Sharding

Timeseries keys are hashed to a fixed set of virtual shards. Virtual shards are then assigned to physical nodes. M3DB can be configured to use any hashing function and a configured number of shards. By default murmur3 is used as the hashing function and 4096 virtual shards are configured.

Benefits

Shards provide a variety of benefits throughout the M3DB stack:

  1. They make horizontal scaling easier and adding / removing nodes without downtime trivial at the cluster level.
  2. They provide more fine grained lock granularity at the memory level.
  3. They inform the filesystem organization in that data belonging to the same shard will be used / dropped together and can be kept in the same file.

Replication

Logical shards are placed per virtual shard per replica with configurable isolation (zone aware, rack aware, etc). For instance, when using rack aware isolation, the set of datacenter racks that locate a replica’s data is distinct to the racks that locate all other replicas’ data.

Replication is synchronization during a write and depending on the consistency level configured will notify the client on whether a write succeeded or failed with respect to the consistency level and replication achieved.

Replica

Each replica has its own assignment of a single logical shard per virtual shard.

Conceptually it can be defined as:

Replica {
  id uint32
  shards []Shard
}

Shard state

Each shard can be conceptually defined as:

Shard {
  id uint32
  assignments []ShardAssignment
}

ShardAssignment {
  host Host
  state ShardState
}

enum ShardState {
  INITIALIZING,
  AVAILABLE,
  LEAVING
}

Shard assignment

The assignment of shards is stored in etcd. When adding, removing or replacing a node shard goal states are assigned for each shard assigned.

For a write to appear as successful for a given replica it must succeed against all assigned hosts for that shard. That means if there is a given shard with a host assigned as LEAVING and another host assigned as INITIALIZING for a given replica writes to both these hosts must appear as successful to return success for a write to that given replica. Currently however only AVAILABLE shards count towards consistency, the work to group the LEAVING and INITIALIZING shards together when calculating a write success/error is not complete, see issue 417.

It is up to the nodes themselves to bootstrap shards when the assignment of new shards to it are discovered in the INITIALIZING state and to transition the state to AVAILABLE once bootstrapped by calling the cluster management APIs when done. Using a compare and set this atomically removes the LEAVING shard still assigned to the node that previously owned it and transitions the shard state on the new node from INITIALIZING state to AVAILABLE.

Nodes will not start serving reads for the new shard until it is AVAILABLE, meaning not until they have bootstrapped data for those shards.

Cluster operations

Node add

When a node is added to the cluster it is assigned shards that relieves load fairly from the existing nodes.
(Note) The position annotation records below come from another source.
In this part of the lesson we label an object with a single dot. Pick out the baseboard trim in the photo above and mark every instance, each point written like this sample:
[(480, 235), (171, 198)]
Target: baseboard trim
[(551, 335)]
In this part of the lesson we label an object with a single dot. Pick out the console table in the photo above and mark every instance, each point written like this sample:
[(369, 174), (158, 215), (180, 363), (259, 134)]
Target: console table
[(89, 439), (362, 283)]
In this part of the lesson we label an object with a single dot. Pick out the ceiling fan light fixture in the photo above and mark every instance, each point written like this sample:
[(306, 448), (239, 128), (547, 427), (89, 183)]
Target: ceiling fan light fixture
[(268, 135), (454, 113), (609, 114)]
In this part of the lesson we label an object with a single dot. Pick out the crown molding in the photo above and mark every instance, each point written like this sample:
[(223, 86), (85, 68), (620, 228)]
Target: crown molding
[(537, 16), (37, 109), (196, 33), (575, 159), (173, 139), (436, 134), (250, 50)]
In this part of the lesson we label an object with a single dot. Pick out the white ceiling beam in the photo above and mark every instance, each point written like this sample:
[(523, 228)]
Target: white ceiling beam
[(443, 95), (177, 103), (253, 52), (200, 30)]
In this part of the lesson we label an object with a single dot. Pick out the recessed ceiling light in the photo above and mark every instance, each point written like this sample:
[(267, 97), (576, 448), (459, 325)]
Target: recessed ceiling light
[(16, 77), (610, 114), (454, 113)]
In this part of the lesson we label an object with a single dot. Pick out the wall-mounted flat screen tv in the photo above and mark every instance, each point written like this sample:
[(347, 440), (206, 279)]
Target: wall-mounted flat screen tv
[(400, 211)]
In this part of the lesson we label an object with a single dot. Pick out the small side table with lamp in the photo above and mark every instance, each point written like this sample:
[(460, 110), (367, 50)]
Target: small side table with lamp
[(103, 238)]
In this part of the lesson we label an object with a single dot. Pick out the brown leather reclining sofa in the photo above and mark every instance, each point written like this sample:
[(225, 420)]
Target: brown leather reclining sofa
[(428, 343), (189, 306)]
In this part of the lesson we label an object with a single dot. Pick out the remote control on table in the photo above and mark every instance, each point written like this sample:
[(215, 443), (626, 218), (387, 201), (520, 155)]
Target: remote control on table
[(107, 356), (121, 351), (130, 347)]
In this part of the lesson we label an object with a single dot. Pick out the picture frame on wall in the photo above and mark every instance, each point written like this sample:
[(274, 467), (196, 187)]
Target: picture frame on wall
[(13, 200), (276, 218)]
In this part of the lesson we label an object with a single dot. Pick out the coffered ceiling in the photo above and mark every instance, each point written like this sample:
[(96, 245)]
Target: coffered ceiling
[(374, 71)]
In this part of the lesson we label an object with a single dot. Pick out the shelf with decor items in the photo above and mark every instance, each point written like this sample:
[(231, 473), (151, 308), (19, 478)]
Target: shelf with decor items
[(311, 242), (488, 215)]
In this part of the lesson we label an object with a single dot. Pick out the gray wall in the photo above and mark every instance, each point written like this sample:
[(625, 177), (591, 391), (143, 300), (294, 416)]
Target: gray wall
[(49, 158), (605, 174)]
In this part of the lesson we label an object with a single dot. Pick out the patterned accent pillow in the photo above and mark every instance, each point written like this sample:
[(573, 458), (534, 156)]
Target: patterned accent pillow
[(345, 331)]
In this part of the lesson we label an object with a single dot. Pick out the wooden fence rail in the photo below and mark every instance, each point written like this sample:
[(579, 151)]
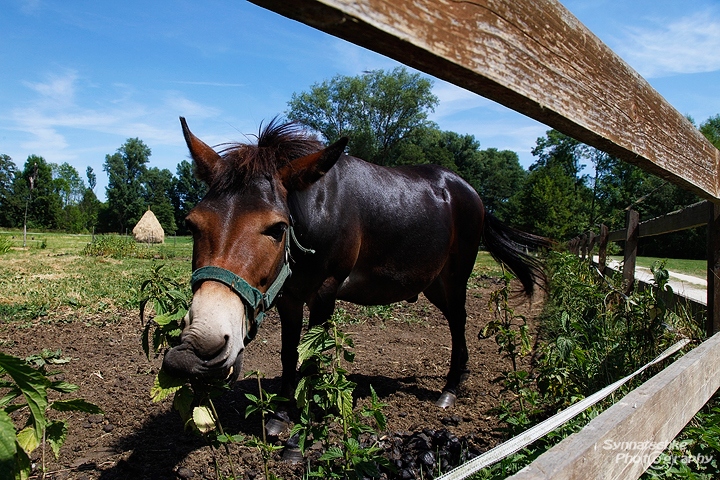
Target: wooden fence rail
[(696, 215), (535, 57)]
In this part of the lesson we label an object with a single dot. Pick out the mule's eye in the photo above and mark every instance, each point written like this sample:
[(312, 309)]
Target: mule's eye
[(276, 231)]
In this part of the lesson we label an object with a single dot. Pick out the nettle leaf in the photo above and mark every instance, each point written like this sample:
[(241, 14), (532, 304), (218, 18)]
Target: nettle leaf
[(8, 445), (203, 419), (28, 440), (183, 402), (32, 384), (332, 453), (55, 435), (75, 405), (164, 386), (64, 387)]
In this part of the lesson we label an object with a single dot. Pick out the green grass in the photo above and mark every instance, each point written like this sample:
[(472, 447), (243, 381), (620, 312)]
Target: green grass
[(696, 268), (52, 280)]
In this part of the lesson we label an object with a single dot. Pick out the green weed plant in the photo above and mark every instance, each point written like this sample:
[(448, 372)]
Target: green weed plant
[(325, 398), (25, 393), (591, 334)]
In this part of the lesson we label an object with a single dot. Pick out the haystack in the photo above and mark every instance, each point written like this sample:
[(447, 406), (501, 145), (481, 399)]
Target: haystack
[(148, 229)]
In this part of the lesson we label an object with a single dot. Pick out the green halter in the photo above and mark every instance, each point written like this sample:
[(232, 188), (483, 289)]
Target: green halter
[(256, 302)]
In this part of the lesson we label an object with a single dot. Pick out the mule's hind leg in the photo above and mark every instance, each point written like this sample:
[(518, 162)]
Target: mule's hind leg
[(450, 299), (321, 305), (291, 315)]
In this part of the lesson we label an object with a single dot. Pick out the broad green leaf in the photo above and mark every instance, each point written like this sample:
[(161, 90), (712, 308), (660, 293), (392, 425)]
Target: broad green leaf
[(8, 446), (56, 434), (23, 466), (183, 402), (64, 387), (164, 386), (203, 418), (332, 453), (28, 440), (10, 395), (32, 384), (75, 405)]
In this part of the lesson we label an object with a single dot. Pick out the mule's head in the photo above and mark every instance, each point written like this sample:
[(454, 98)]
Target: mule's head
[(241, 251)]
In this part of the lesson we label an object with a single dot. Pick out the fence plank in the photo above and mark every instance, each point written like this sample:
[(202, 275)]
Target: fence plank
[(631, 240), (689, 217), (650, 416), (692, 216), (535, 57), (713, 273), (602, 248)]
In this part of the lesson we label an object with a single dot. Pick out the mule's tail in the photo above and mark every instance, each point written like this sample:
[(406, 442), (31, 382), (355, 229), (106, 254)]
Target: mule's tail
[(512, 247)]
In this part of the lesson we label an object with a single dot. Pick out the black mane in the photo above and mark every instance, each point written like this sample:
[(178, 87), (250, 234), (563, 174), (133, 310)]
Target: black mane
[(277, 145)]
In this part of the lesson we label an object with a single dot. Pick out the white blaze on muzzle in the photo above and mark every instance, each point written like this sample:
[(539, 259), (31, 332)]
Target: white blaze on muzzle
[(217, 325)]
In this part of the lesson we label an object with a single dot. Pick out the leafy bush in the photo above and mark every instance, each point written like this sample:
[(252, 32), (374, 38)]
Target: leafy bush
[(113, 246), (324, 396), (117, 246), (595, 334), (5, 245), (26, 390), (591, 334)]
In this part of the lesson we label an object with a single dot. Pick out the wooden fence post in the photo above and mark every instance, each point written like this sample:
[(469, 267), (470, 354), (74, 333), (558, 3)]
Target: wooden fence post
[(713, 270), (632, 219), (602, 248)]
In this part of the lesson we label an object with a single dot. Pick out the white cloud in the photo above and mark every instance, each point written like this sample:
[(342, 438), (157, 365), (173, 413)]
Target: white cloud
[(687, 45), (58, 89)]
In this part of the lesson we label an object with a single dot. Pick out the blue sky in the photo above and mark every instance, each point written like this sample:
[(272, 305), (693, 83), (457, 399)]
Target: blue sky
[(77, 78)]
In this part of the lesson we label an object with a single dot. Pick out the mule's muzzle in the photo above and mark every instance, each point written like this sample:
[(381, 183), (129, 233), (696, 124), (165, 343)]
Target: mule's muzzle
[(183, 362)]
The shards assigned to the new node will become INITIALIZING, the nodes then discover they need to be bootstrapped and will begin bootstrapping the data using all replicas available. The shards that will be removed from the existing nodes are marked as LEAVING.

Node down

A node needs to be explicitly taken out of the cluster. If a node goes down and is unavailable the clients performing reads will be served an error from the replica for the shard range that the node owns. During this time it will rely on reads from other replicas to continue uninterrupted operation.

Node remove

When a node is removed the shards it owns are assigned to existing nodes in the cluster. Remaining servers discover they are now in possession of shards that are INITIALIZING and need to be bootstrapped and will begin bootstrapping the data using all replicas available.